低成本模式，获取点云数据，不用对点云数据进行标注，经过算法直接生成粗略的3D标签。思路流程：

1、2D实例分割：采用2D实例分割模型，对图像进行分割，获得2D框和掩模mask。默认使用mask-rcnn模型。

2、提取ROI点云：结合实例分割结果mask，和相机平截头体camera frustums，提取每个对象选择相关的ROI点云。其中忽略了内部没有任何点云点的框。

3、点云聚类：位于同一平截头体中的激光雷达点由对象点和混合背景或遮挡点组成。为了消除不相关的点，作者用DBSCAN根据密度将RoI点云划分为不同的组。在3D空间中接近的点将聚集到一个簇中。

4、形成各个物体点云：将包含大多数点的簇视为与对象相对应的目标。

5、在BEV中形成2D框：为了简化解决3D边界框的问题，作者将点投影到BEV鸟瞰图上，减少了参数。得到BEV的中心点信息、长宽、朝向。

6、生成3D框信息：结合点云的高度，和BEV的中心点信息、长宽、朝向，得到完整的3D框信息（中心位置、长宽高、朝向）

这里再讲一下在BEV中形成2D框，使用物体点的凸包（ the convex hull），然后使用旋转卡壳（rotating calipers）。

看一下2D实例分割的代码，默认使用mask-rcnn模型，进行实例分割。
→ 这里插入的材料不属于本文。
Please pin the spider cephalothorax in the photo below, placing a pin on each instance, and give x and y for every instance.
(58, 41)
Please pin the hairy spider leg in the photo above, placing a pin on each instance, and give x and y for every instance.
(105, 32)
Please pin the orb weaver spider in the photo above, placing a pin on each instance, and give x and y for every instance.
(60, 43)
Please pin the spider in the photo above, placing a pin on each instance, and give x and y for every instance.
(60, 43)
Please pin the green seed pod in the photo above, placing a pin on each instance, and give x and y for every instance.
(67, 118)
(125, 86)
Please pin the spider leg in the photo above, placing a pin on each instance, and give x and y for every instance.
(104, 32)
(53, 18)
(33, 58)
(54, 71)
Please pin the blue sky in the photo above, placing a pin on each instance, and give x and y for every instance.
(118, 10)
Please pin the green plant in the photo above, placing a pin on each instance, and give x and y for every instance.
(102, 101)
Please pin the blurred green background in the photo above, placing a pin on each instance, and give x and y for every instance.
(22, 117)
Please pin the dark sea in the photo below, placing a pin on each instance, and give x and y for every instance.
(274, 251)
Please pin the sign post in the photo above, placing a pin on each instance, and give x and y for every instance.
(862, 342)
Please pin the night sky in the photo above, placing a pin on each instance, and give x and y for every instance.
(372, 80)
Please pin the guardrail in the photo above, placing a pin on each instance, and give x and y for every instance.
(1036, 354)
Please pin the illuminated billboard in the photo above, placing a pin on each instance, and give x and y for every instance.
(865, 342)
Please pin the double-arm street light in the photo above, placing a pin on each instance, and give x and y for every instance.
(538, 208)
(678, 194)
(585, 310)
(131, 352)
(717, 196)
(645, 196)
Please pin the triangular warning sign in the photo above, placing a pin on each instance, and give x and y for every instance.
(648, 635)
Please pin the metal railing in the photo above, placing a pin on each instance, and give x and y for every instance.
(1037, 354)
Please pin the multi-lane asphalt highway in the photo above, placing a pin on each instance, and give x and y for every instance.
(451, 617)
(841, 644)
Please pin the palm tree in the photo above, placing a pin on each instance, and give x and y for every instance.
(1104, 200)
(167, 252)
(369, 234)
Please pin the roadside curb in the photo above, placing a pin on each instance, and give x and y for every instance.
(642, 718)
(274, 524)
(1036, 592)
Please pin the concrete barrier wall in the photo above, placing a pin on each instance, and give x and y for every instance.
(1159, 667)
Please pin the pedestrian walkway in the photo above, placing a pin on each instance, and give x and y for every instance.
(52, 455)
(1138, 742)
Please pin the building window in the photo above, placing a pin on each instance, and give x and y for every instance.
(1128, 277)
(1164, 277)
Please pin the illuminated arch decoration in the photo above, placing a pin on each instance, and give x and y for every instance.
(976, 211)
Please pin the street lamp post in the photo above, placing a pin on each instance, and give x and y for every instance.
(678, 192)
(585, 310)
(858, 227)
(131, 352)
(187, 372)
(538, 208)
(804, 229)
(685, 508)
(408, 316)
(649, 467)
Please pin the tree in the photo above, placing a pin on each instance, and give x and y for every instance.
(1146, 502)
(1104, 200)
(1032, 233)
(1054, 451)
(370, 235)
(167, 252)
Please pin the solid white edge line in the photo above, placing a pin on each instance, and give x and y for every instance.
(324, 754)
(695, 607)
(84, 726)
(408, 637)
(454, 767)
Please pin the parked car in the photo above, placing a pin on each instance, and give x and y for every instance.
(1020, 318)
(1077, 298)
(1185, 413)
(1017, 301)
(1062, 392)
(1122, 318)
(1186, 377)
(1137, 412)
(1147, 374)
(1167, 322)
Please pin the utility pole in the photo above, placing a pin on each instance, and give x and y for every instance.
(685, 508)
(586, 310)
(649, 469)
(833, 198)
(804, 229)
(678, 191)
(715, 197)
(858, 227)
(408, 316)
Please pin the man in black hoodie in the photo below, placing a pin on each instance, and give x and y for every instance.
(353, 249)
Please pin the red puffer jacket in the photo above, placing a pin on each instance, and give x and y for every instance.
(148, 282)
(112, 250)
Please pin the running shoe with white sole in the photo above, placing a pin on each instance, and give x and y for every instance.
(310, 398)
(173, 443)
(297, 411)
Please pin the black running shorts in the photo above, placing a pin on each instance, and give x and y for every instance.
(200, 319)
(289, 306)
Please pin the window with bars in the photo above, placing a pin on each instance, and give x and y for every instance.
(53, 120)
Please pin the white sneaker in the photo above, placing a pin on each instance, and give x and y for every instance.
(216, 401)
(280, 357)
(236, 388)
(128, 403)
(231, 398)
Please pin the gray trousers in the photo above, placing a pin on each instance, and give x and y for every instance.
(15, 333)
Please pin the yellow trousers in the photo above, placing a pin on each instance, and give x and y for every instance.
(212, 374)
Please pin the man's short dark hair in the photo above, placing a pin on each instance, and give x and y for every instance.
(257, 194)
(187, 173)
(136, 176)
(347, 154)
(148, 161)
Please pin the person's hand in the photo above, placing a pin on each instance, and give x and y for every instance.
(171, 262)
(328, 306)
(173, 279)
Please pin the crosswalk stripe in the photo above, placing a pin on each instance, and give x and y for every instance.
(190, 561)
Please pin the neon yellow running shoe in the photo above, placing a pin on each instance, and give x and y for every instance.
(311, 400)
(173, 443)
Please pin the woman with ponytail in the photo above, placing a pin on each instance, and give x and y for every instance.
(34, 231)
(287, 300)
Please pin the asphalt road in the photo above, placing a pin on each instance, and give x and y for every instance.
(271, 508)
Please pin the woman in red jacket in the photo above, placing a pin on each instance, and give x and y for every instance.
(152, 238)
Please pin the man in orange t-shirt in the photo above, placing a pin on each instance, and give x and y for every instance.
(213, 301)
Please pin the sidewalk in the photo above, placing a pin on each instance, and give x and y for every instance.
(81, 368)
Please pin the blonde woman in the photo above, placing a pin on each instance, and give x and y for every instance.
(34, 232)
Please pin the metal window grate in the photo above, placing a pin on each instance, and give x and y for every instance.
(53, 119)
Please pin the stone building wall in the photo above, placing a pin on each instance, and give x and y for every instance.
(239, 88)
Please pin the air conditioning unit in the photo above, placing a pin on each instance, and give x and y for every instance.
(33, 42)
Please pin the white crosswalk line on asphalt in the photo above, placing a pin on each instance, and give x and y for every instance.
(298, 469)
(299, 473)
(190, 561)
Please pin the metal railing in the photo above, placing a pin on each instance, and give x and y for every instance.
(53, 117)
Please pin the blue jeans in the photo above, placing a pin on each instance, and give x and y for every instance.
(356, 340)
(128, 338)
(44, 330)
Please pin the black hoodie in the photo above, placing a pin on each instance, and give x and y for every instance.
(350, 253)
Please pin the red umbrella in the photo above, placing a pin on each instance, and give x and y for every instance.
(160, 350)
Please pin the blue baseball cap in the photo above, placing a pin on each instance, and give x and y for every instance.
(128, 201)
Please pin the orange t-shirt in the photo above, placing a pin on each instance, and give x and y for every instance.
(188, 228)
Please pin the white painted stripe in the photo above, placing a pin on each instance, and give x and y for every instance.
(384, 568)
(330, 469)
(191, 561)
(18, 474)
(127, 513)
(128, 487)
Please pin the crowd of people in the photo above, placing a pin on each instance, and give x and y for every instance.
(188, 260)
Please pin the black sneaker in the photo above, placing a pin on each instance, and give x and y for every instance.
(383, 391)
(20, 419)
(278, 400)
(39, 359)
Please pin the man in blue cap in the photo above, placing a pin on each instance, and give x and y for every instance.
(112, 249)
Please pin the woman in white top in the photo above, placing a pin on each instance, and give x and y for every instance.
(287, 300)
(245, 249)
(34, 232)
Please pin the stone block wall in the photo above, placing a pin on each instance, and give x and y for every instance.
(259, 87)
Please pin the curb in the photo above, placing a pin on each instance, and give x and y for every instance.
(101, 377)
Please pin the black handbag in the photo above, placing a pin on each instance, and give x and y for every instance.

包含的类别的：

COCO_INSTANCE_CATEGORY_NAMES = [
    '__background__', 'person', 'bicycle', 'car', 'motorcycle', 'airplane', 'bus',
    'train', 'truck', 'boat', 'traffic light', 'fire hydrant', 'N/A', 'stop sign',
    'parking meter', 'bench', 'bird', 'cat', 'dog', 'horse', 'sheep', 'cow',
    'elephant', 'bear', 'zebra', 'giraffe', 'N/A', 'backpack', 'umbrella', 'N/A', 'N/A',
    'handbag', 'tie', 'suitcase', 'frisbee', 'skis', 'snowboard', 'sports ball',
    'kite', 'baseball bat', 'baseball glove', 'skateboard', 'surfboard', 'tennis racket',
    'bottle', 'N/A', 'wine glass', 'cup', 'fork', 'knife', 'spoon', 'bowl',
    'banana', 'apple', 'sandwich', 'orange', 'broccoli', 'carrot', 'hot dog', 'pizza',
    'donut', 'cake', 'chair', 'couch', 'potted plant', 'bed', 'N/A', 'dining table',
    'N/A', 'N/A', 'toilet', 'N/A', 'tv', 'laptop', 'mouse', 'remote', 'keyboard', 'cell phone',
    'microwave', 'oven', 'toaster', 'sink', 'refrigerator', 'N/A', 'book',
    'clock', 'vase', 'scissors', 'teddy bear', 'hair drier', 'toothbrush'
]

核心代码：

if __name__ == '__main__':
    # pre_trained_mask_rcnn_path = '/private/pengliang/maskrcnn_resnet50_fpn.pth'
    # model = torchvision.models.detection.maskrcnn_resnet50_fpn(pretrained=False, pretrained_backbone=False)
    # model.load_state_dict(torch.load(pre_trained_mask_rcnn_path))
    model = torchvision.models.detection.maskrcnn_resnet50_fpn(pretrained=True)
    model.cuda()
    model.eval()
    with torch.no_grad():
        for _, v in enumerate(tqdm(train_id)):
            img_file_path = os.path.join(img_dir, v+'.png')
            seg_mask_path = img_file_path.replace('image_2', 'seg_mask').replace('png', 'npz')
            seg_bbox_path = img_file_path.replace('image_2', 'seg_bbox').replace('png', 'txt')
            seg_mask_dir = os.path.dirname(seg_mask_path)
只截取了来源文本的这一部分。